Now enter into the command line:
#bash shell
[ ~]$ git reset --hard 'unique-identifier-goes-here'
Keep in mind that this will only change your local repository, and nothing will have changed on your remote over at Github. If you wish to revert the remoterepository as well, you can do so by using git push with the -f or --force option:
#bash shell
[ ~]$ git push --force
Keep in mind that using --force is considered to be somewhat overbearing, and you should always heavily consider the ramifications of using this option on a collaborative project, as you can accidentally overwrite another contributor's code. This is why when working on non-trivial projects it is always a good idea to create a different branch.
Conclusion
Whatever your preferences regarding text editors, desktop environments, or operating systems, using Git as a version control system is an essential skill for the modern day software developer. Even though there are other version control systems out there, Git has become ubiquitous with version control. It is essential that if you are just starting out with software development that you become familiar with Git and its many features, as they will inevitably become a part of your daily workflow.
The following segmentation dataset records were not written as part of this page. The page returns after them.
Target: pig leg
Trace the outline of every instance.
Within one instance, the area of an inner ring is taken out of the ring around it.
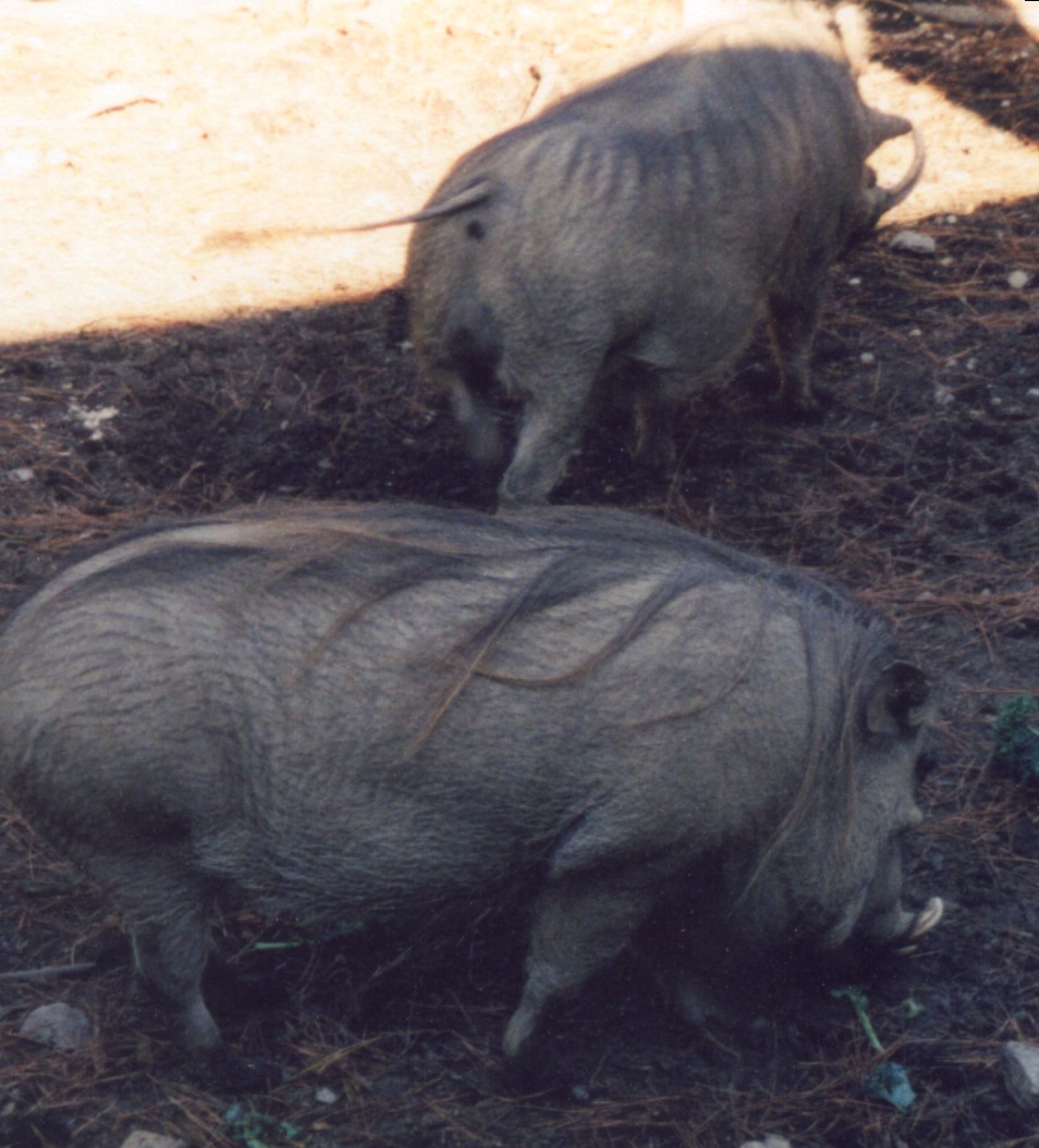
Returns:
[[[638,439],[634,457],[653,474],[667,478],[675,468],[675,414],[678,404],[656,391],[644,391],[636,400]]]
[[[818,402],[811,391],[808,357],[823,304],[823,286],[805,287],[796,296],[769,298],[769,336],[779,367],[779,402],[790,410],[811,412]]]
[[[498,487],[498,505],[547,502],[580,439],[594,372],[579,379],[556,375],[551,391],[531,395],[523,409],[516,452]]]
[[[174,1004],[191,1048],[217,1048],[220,1030],[202,1000],[209,924],[201,906],[170,901],[131,925],[138,971]]]
[[[545,892],[534,910],[526,982],[502,1040],[513,1063],[530,1056],[545,1009],[575,992],[628,944],[652,907],[642,889],[570,883]]]
[[[465,432],[469,457],[480,466],[500,463],[503,451],[498,417],[461,379],[452,379],[448,389],[454,417]]]

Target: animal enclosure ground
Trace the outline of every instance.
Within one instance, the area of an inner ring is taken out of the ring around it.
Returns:
[[[5,610],[79,548],[184,513],[274,498],[490,507],[493,480],[415,374],[393,288],[406,231],[299,231],[420,204],[532,99],[678,20],[663,0],[133,7],[5,13]],[[557,1083],[517,1095],[498,1041],[522,922],[402,946],[363,931],[315,944],[241,916],[222,951],[284,995],[222,1019],[280,1079],[229,1097],[186,1071],[110,906],[5,808],[0,974],[93,968],[0,979],[0,1142],[109,1148],[132,1128],[270,1148],[1031,1142],[999,1053],[1039,1041],[1039,791],[988,762],[999,706],[1039,690],[1039,52],[1017,29],[921,23],[908,7],[868,6],[878,67],[863,87],[926,138],[898,227],[936,251],[892,249],[888,233],[837,267],[814,352],[822,418],[774,417],[755,346],[684,406],[669,482],[632,465],[618,422],[590,433],[556,492],[833,576],[941,683],[908,895],[940,894],[947,920],[868,985],[885,1052],[815,976],[746,1026],[694,1038],[640,949],[561,1015]],[[85,1050],[16,1035],[56,999],[97,1025]],[[905,1114],[863,1091],[886,1060],[916,1089]]]

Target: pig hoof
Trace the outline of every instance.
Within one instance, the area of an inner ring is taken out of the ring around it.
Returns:
[[[906,940],[919,940],[925,933],[929,933],[938,923],[941,921],[942,914],[945,913],[945,903],[940,897],[932,897],[930,901],[916,914],[913,918],[913,923],[909,925],[909,931],[906,933]]]

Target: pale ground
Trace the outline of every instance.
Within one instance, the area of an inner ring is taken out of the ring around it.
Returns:
[[[680,10],[679,0],[5,0],[0,339],[388,286],[407,228],[276,233],[417,209],[463,150],[532,100],[674,34]],[[880,67],[862,86],[926,139],[926,172],[895,218],[1039,191],[1036,147]],[[882,179],[907,155],[905,140],[888,145]]]

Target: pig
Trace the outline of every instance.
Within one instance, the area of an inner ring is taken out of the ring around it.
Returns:
[[[522,402],[501,506],[547,499],[593,400],[633,406],[637,457],[669,471],[679,398],[724,377],[762,317],[779,400],[815,408],[828,270],[921,176],[911,124],[860,96],[857,9],[728,7],[479,145],[421,211],[368,225],[416,224],[410,339],[475,459],[503,458],[495,395]],[[910,131],[906,174],[878,186],[867,157]]]
[[[245,905],[403,930],[515,906],[523,1064],[651,912],[693,938],[686,979],[931,928],[899,860],[931,706],[875,613],[648,517],[305,505],[146,533],[18,607],[0,788],[215,1070],[209,925]]]

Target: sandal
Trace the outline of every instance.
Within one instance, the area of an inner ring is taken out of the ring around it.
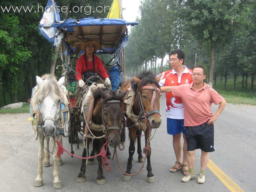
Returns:
[[[185,173],[185,172],[186,171],[187,172],[189,171],[189,170],[188,170],[188,169],[183,169],[183,167],[188,167],[188,166],[187,164],[182,164],[182,165],[181,165],[181,171],[183,173],[183,174],[184,175],[186,175],[188,173]]]
[[[170,169],[170,172],[171,172],[173,173],[176,173],[181,168],[181,166],[182,166],[182,162],[179,162],[179,161],[175,161],[175,163],[178,164],[179,165],[180,165],[180,166],[179,167],[176,167],[175,166],[175,165],[174,165],[172,167],[171,167],[171,169]],[[175,169],[175,170],[172,170],[172,168]]]

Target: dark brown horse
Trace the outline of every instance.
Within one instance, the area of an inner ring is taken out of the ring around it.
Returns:
[[[146,143],[148,139],[150,138],[151,128],[158,128],[161,124],[161,119],[159,112],[159,99],[161,95],[159,89],[160,86],[155,79],[155,76],[150,71],[145,71],[136,77],[132,76],[133,79],[125,82],[122,87],[122,91],[124,92],[129,88],[131,85],[132,88],[135,93],[132,109],[134,115],[139,116],[140,112],[143,114],[148,119],[147,129],[145,131],[145,141]],[[153,98],[153,99],[152,99]],[[140,104],[140,100],[141,101]],[[144,108],[144,110],[143,108]],[[135,151],[135,142],[137,135],[141,135],[141,131],[139,130],[136,126],[133,125],[134,123],[127,117],[127,125],[129,128],[129,137],[130,144],[129,146],[129,157],[128,164],[125,172],[131,174],[132,156]],[[137,136],[138,141],[137,152],[139,154],[139,162],[143,161],[143,156],[141,153],[140,146],[140,137]],[[152,173],[150,164],[150,154],[147,156],[148,171],[147,181],[150,183],[155,182],[154,175]],[[124,175],[123,180],[128,181],[131,176]]]
[[[126,92],[125,92],[119,95],[108,88],[104,88],[102,89],[98,89],[93,93],[95,101],[92,117],[92,121],[96,124],[105,125],[105,131],[107,133],[108,143],[112,147],[116,147],[120,142],[121,125],[124,115],[123,98]],[[91,131],[94,135],[97,137],[102,136],[104,133],[102,131],[96,131],[92,129]],[[84,148],[83,157],[86,156],[87,152],[89,150],[90,140],[86,140],[87,148],[86,150]],[[93,147],[96,150],[97,154],[100,153],[105,141],[104,138],[94,140]],[[103,176],[101,157],[98,156],[97,159],[99,163],[97,183],[104,184],[106,181]],[[77,179],[78,182],[85,181],[86,163],[86,160],[83,159],[80,172]]]

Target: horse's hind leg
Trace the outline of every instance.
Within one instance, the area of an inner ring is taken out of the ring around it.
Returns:
[[[50,154],[49,152],[49,143],[50,138],[48,137],[45,137],[45,154],[44,156],[44,166],[45,167],[50,167]]]
[[[37,157],[38,157],[38,168],[37,168],[37,175],[35,181],[34,186],[35,187],[41,187],[43,183],[43,161],[44,157],[44,138],[42,134],[42,130],[39,129],[38,132],[38,151]]]
[[[144,158],[142,155],[142,151],[141,150],[141,142],[142,131],[141,130],[139,130],[138,129],[137,131],[136,132],[136,134],[137,135],[137,144],[138,146],[137,152],[139,155],[138,156],[138,161],[140,163],[143,163],[144,161]]]
[[[62,146],[63,146],[62,145],[62,136],[60,135],[60,139],[59,139],[59,140],[60,141],[60,144]],[[61,159],[61,157],[60,156],[59,159],[59,160],[58,160],[58,165],[59,166],[60,166],[63,164],[63,162],[62,161],[62,159]]]
[[[90,139],[90,140],[92,142],[92,152],[90,155],[90,157],[92,157],[95,155],[95,151],[96,150],[96,145],[92,141],[92,140]],[[89,159],[88,159],[88,164],[93,165],[94,164],[94,158]]]
[[[145,146],[147,145],[148,139],[149,138],[149,129],[147,127],[147,129],[145,132]],[[149,143],[149,146],[150,147],[150,143]],[[151,148],[150,148],[150,152],[149,154],[147,156],[147,170],[148,171],[148,175],[147,175],[147,181],[149,183],[154,183],[155,182],[155,179],[154,178],[154,175],[152,173],[152,168],[151,167],[151,164],[150,161],[150,156],[151,155]]]
[[[97,154],[99,154],[100,152],[100,149],[104,144],[104,140],[103,139],[96,139],[97,143]],[[105,184],[106,182],[105,178],[103,176],[103,171],[102,169],[102,163],[101,163],[101,156],[100,156],[97,157],[98,160],[99,167],[98,167],[98,176],[97,177],[97,184],[102,185]]]
[[[131,174],[131,170],[132,169],[132,156],[134,154],[135,150],[135,145],[134,141],[136,137],[136,130],[134,128],[130,129],[129,131],[129,137],[130,139],[130,145],[129,146],[129,158],[128,158],[128,164],[126,167],[125,172],[128,174]],[[123,178],[123,180],[125,181],[129,181],[131,180],[131,176],[124,175]]]
[[[61,141],[61,135],[57,136],[57,139]],[[58,146],[56,141],[53,141],[53,152],[52,158],[53,159],[53,188],[55,189],[60,189],[62,187],[61,182],[59,178],[58,168],[58,162],[60,158],[57,156]]]
[[[87,143],[87,149],[85,148],[84,148],[84,151],[83,152],[83,157],[85,157],[87,156],[87,151],[89,149],[89,145],[90,143],[90,141],[89,139],[86,140],[85,142]],[[85,181],[85,174],[86,171],[86,160],[83,159],[82,160],[82,164],[81,165],[81,167],[80,168],[80,172],[79,173],[76,178],[76,182],[78,183],[83,183]]]

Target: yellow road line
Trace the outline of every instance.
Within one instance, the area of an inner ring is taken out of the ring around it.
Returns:
[[[244,192],[211,159],[209,159],[207,166],[230,191]]]

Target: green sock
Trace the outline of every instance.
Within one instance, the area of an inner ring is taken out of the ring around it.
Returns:
[[[195,175],[195,169],[194,168],[193,169],[188,169],[189,170],[189,173],[192,175]]]
[[[202,174],[203,175],[204,175],[204,172],[205,172],[205,170],[203,170],[202,169],[201,169],[201,170],[200,170],[200,172],[199,172],[199,173],[200,173],[200,174]]]

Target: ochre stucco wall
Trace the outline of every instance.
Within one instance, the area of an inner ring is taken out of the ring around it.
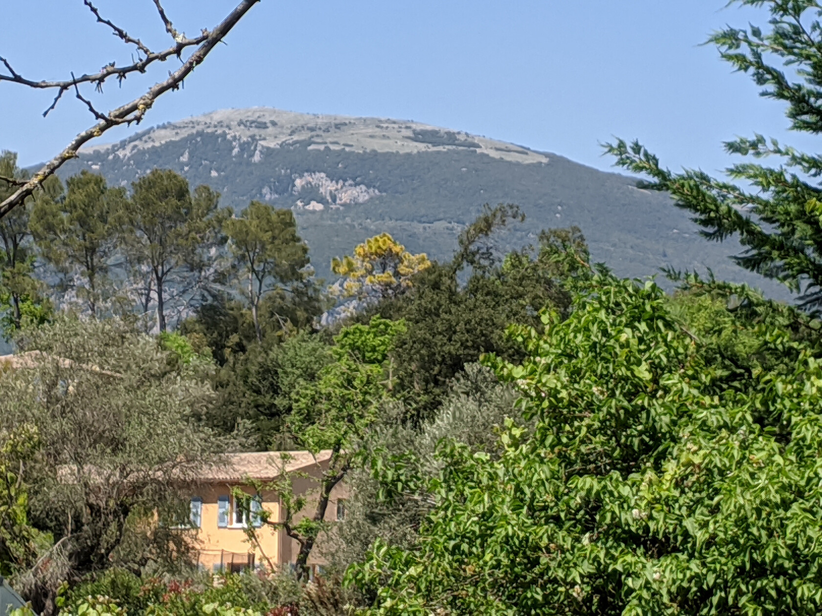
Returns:
[[[215,565],[219,565],[220,563],[224,562],[224,551],[235,554],[245,554],[251,552],[255,555],[256,564],[267,564],[260,549],[249,540],[243,529],[231,526],[231,522],[233,521],[233,512],[230,508],[229,511],[229,527],[220,528],[217,526],[217,499],[220,496],[230,497],[231,487],[228,484],[207,485],[197,490],[197,494],[192,494],[192,496],[198,496],[203,500],[200,528],[196,531],[192,531],[192,532],[195,534],[195,546],[200,551],[198,563],[208,570],[213,570]],[[243,491],[251,494],[255,493],[253,489],[246,487],[243,487]],[[261,496],[262,508],[268,512],[269,519],[279,520],[279,503],[276,494],[264,492]],[[230,499],[229,503],[233,504]],[[259,528],[256,531],[256,536],[262,548],[262,553],[275,564],[279,564],[277,563],[277,555],[279,553],[279,531],[269,528]],[[225,557],[230,558],[229,554],[225,554]]]
[[[314,515],[316,508],[316,493],[319,488],[317,478],[322,470],[327,469],[327,462],[325,462],[317,466],[302,469],[301,473],[308,476],[295,476],[293,478],[294,493],[304,494],[307,499],[305,509],[294,516],[294,523],[306,516]],[[189,531],[192,533],[194,545],[199,550],[198,564],[212,571],[215,565],[219,565],[225,562],[226,559],[230,559],[230,554],[239,555],[248,553],[254,554],[255,565],[258,566],[269,567],[269,563],[270,563],[275,567],[279,567],[288,563],[293,563],[297,559],[299,544],[289,537],[282,529],[275,530],[267,526],[258,528],[256,536],[260,542],[260,547],[262,549],[261,550],[250,541],[242,527],[232,527],[233,511],[230,507],[229,527],[220,528],[217,526],[218,498],[229,496],[229,503],[233,506],[233,501],[230,498],[231,490],[236,485],[229,483],[205,485],[195,489],[192,494],[192,497],[199,497],[203,501],[200,528]],[[244,492],[250,494],[255,494],[252,488],[242,485],[241,487]],[[261,496],[262,497],[262,508],[268,512],[268,519],[281,521],[279,499],[277,494],[264,491]],[[342,482],[338,484],[331,491],[330,497],[325,519],[326,522],[333,522],[336,521],[338,499],[344,499],[348,497],[346,486]],[[330,556],[327,553],[328,549],[330,549],[330,542],[321,535],[309,557],[309,563],[323,564],[327,562]]]

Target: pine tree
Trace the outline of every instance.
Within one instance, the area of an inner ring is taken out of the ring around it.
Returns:
[[[721,57],[750,73],[761,95],[787,103],[792,131],[822,133],[822,24],[813,0],[736,0],[768,7],[767,30],[727,27],[709,39]],[[780,66],[769,63],[776,58]],[[787,71],[786,71],[787,69]],[[742,267],[784,283],[799,293],[805,310],[822,310],[822,156],[805,154],[754,134],[725,143],[729,154],[780,159],[778,167],[746,161],[726,170],[730,181],[702,171],[674,173],[639,141],[607,144],[616,164],[650,178],[642,186],[667,191],[709,240],[738,237],[744,251],[733,257]],[[734,183],[738,182],[738,183]],[[749,186],[749,187],[746,187]]]

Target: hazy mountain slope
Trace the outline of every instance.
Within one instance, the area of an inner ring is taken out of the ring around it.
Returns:
[[[528,219],[506,235],[507,246],[533,241],[542,228],[575,224],[594,260],[621,275],[709,267],[720,278],[783,296],[727,258],[736,243],[708,242],[665,195],[638,190],[631,178],[418,123],[219,111],[81,151],[61,175],[85,168],[127,186],[155,167],[210,185],[235,209],[252,199],[293,208],[321,276],[332,256],[382,231],[412,251],[447,257],[483,203],[513,202]]]

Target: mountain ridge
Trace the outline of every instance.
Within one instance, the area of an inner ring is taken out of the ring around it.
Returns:
[[[324,278],[332,257],[383,231],[413,251],[446,259],[483,204],[516,203],[527,218],[501,234],[502,250],[534,243],[543,228],[576,225],[592,258],[618,275],[711,269],[787,297],[727,258],[740,251],[737,242],[706,241],[686,213],[635,178],[411,121],[224,109],[83,149],[60,175],[85,168],[128,186],[158,167],[192,186],[209,184],[235,210],[252,199],[291,208]]]

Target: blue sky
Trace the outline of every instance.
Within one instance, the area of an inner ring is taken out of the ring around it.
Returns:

As an aside, there are far more features of Git than what is covered here in this article, so please see the official documentation for more information. Additionally, there are many pieces of software that make working with Git less cumbersome than what is available at the standard command line. Some of these projects include lazygit, Github's offical CLI tool, and for those of you who use Vim, there is Vim-Fugitive.
I would be remiss not to mention my own CLI tool that I wrote in bash, called bgit. While not nearly as fully featured as the aforementioned software, it is a very basic wrapper around Git that automates away some of the commands covered in this article. I wrote this script as a way to teach myself a little more about Git and bash, and it is certainly not without its flaws, but take a look if you're interested.
Lastly, I'll encourage you to first become familiar with the basics of Git before going to one of these other pieces of software, as understanding how Git works from the ground up is essential before moving on to utilizing these other tools. I wish you well in your journey towards better software development and I hope I have helped you understand a little bit more about this essential piece of software.